Spatial vent opening probability map of Etna volcano (Sicily, Italy)
- First Online:
- Cite this article as:
- Cappello, A., Neri, M., Acocella, V. et al. Bull Volcanol (2012) 74: 2083. doi:10.1007/s00445-012-0647-4
- 444 Downloads
We produce a spatial probability map of vent opening (susceptibility map) at Etna, using a statistical analysis of structural features of flank eruptions of the last 2 ky. We exploit a detailed knowledge of the volcano structures, including the modalities of shallow magma transfer deriving from dike and dike-fed fissure eruptions analysis on historical eruptions. Assuming the location of future vents will have the same causal factors as the past eruptions, we converted the geological and structural data in distinct and weighted probability density functions, which were included in a non-homogeneous Poisson process to obtain the susceptibility map.
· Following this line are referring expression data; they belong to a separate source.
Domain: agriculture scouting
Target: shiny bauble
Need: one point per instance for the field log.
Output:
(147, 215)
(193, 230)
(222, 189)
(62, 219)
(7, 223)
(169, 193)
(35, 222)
The highest probability of new eruptive vents opening falls within a N-S aligned area passing through the Summit Craters down to about 2,000 m a.s.l. on the southern flank. Other zones of high probability follow the North-East, East-North-East, West, and South Rifts, the latter reaching low altitudes (∼400 m). Less susceptible areas are found around the faults cutting the upper portions of Etna, including the western portion of the Pernicana fault and the northern extent of the Ragalna fault. This structural-based susceptibility map is a crucial step in forecasting lava flow hazards at Etna, providing a support tool for decision makers.